I’m using a publish method that creates a custom cursor and observes its changes. Now, this published method is constantly being called, in order to change the filters I need to use in a very large collection, according to what the user requests.
This is my method:
Meteor.publish("filtered_vehicles_in_table", function(filters, order, start,
rows, module, submodule, directFilters) {
var user = null;
if(this.userId) {
var user = Meteor.users.findOne(this.userId);
}
var self = this;
var cursor = vehicleQueries.getVehiclesForTable(filters, order, start, rows,
user, module, submodule, directFilters);
var handle = cursor
.observe({
added: function(item) {
self.added('filtered_vehicles_in_table', item._id, item);
},
changed: function(item) {
self.changed('filtered_vehicles_in_table', item._id, item);
},
removed: function(item) {
self.removed('filtered_vehicles_in_table', item._id);
}
});
this.ready();
this.onStop(function() {
handle.stop();
console.log(handle);
});
});
When i subscribe to this method, I store the handler in a local variable, and when I stop it, and then rebuild the handler with a new subscribe, it all seems to be working fine. But when I destroy the template from where I’m subscribing, and later I create it again (returning to a point in a single page application), it all starts to fail in the most strange of ways.

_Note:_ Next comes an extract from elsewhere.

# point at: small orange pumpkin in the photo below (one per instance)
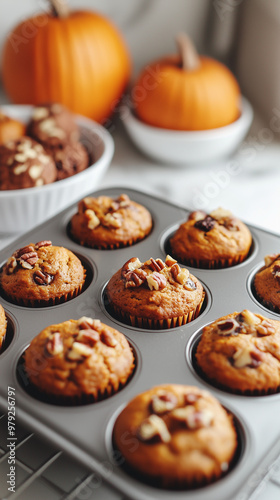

The first time I subscribe after re-creating the template, it all works fine. But when I stop the subscription, the client collection still has data. I’ve tested what I get after I stop() the handle (as you might have noticed, I do a console output to what the handle currently looks like after I stop it) in the publish method, and I’ve found this:
-
Before destroying and re-creating the template, if I reset the handle (stop it and then create a new one), I this part of the handle JSON object:
{
_multiplexer : {
_handles: null
}
}
and this happens all the time, no matter how many times I stop and re-create the handle.
-
However, after I destroy and re-create the client template, the first time I stop the handle I get something like this in the _handles property that was previously null:
{
‘32’: {
_multiplexer: {
_ordered: false,
_onStop: [Function],
_queue: [Object],
_handles: [Circular],
_readyFuture: [Object],
_cache: [Object],
_addHandleTasksScheduledButNotPerformed: 0,
added: [Function],
changed: [Function],
removed: [Function],
_observeDriver: [Object]
},
_added: [Function],
_changed: [Function],
_removed: [Function],
_id: 32
}
}
As if the handle had another dependent handle that can’t be stopped. I don’t know why this happens, and more importantly, I haven’t been able to find out how to override this (maybe manually stop the dependent handle).
Any help would be greatly appreciated!